The use of animals in biomedical research helps researchers better understand the biological processes that are central to our health. This is essential for developing safe and effective ways of preventing or treating disease.
For over a century, research using animals has advanced the scientific understanding of human health, and the impact of this research is so vast that it can be difficult to measure. However, some key recent examples of lifesaving treatments that were developed thanks to animal research are worth highlighting.
COVID-19 vaccine trials
Professor Sarah Gilbert and her team at the University of Oxford spearheaded a vaccine trial in which they used a safe version of an adenovirus. An adenovirus is a virus that can cause a common cold-like illness.
Previous work funded by the Medical Research Council (MRC) through the UK Vaccine Network used this adenovirus (known as ChAdOx1) by Professor Gilbert in the production of vaccines against the Middle East Respiratory Syndrome coronavirus.

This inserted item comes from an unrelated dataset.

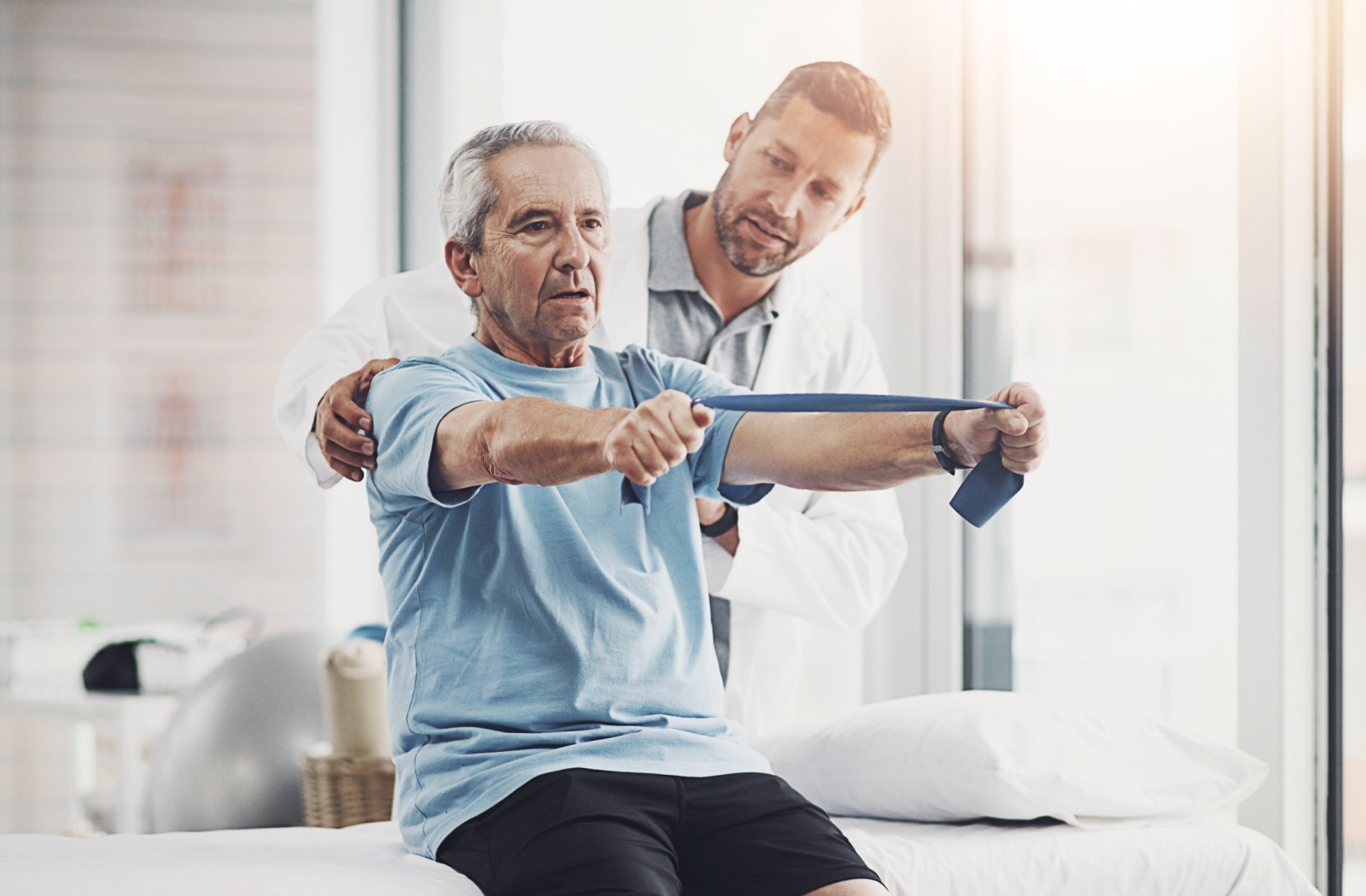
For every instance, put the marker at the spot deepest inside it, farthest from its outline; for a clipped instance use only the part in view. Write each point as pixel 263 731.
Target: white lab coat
pixel 826 557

Engineering a spike protein
The team engineered ChAdOx1 to make a specific coronavirus protein, known as the spike protein, from the SARS-CoV-2 virus. As a result, our immune system should in theory be able to recognise the spike protein as ‘foreign’ and form antibodies against it. And then attack the SARS-CoV-2 virus and stop it from causing an infection.
It is hoped that long lasting immunity can be provided through vaccination by ‘bluffing’ the body in this way, and by slipping in parts of the virus that do not harm, but induce the release of antibodies.
The vaccine testing involved animal trials in ferrets and non-human primates at the Public Health England (PHE) laboratories. The team also collaborated with researchers at the BBSRC funded Pirbright Institute to study the effect of this vaccine in pigs.
Vaccinating millions of people worldwide
Under normal circumstances, animal work must be completed before human trials can start. But because similar vaccines have worked safely in trials for other diseases, the work was accelerated and happened in parallel. It led to the approval by the Medical and Healthcare products Regulatory Agency on 30 December 2020.
This vaccine, commonly known as the Oxford AstraZeneca vaccine, has now been administered to millions of people worldwide.
Professor Alain Townsend’s team at the MRC Human Immunology Unit worked in collaboration with:
- MRC Weatherall Institute of Molecular Medicine
- Radcliffe Department of Medicine
- University of Oxford
- the Biotechnology and Biological Sciences Research Council’s (BBSRC) Pirbright Institute.
Further vaccine development
They have shown that a new potential vaccine against COVID-19, named RBD-SpyVLP, produces a strong antibody response in mice and pigs. It provides vital information for the further development of the vaccine.
Investing in the research and development of the second generation of COVID-19 vaccines is important because they will help fill gaps in efficacy against novel variants. It also addresses issues around production and distribution such as the requirement for cold chain supply logistics.
Llama antibody has ‘significant potential’ as COVID-19 treatment
A unique antibody produced by llamas could be developed as a new frontline treatment against COVID-19 and could be taken by patients as a simple nasal spray.
The laboratory research is led by scientists at the Rosalind Franklin Institute. The research was funded by:
- Engineering and Physical Sciences Research Council (EPSRC)
- EPA Cephalosporin Fund
The research has shown that nanobodies (a smaller, simple form of antibody generated by llamas and camels) can effectively target the SARS-CoV-2 virus that causes COVID-19. It is the first step towards developing a new type of treatment against COVID-19.
Preparing for human clinical studies
The scientists are hoping to progress this work from the animal setting to prepare for clinical studies in humans.
Human antibodies have been an important treatment for serious cases during the pandemic, but typically need to be administered by infusion through a needle in hospital.
However, nanobodies have several potential advantages over human antibodies:
- they are cheaper to produce
- it is possible to deliver them directly to the airways through a nebuliser or nasal spray, so they could be self-administered at home rather than needing an injection.
This could have benefits in terms of ease of use by patients, but it also gets the treatment directly to the site of infection in the respiratory tract.
Gene therapy treatment for treating blindness
Inherited eye conditions are currently untreatable because they are caused by mutations in our DNA, which form defective copies of key genes required for normal vision. Gene therapy aims to deliver healthy copies of these defective genes directly to the retina, to correct these genetic mistakes.
MRC has been funding research into gene therapy for inherited eye diseases since 2004. Animal research in mice and dogs has been vital for establishing the necessary proof-of-concept for ocular gene therapy.
Developing a new, efficient technique
In 2011, with MRC funding, a team of scientists at the UCL Institute of Ophthalmology developed a new technique for improving the efficiency of this gene therapy. The results of which were confirmed in mouse models, a special strain of mice to study a particular human disease or condition.
Once the safety and efficacy of this approach was established in mice, the work rapidly progressed to two clinical trials. The first patients receiving this ground-breaking treatment have benefited from significant vision restoration, with more patients now in clinical trials. As well as the benefit to patients, this work is now widely regarded as a landmark for the entire gene therapy field.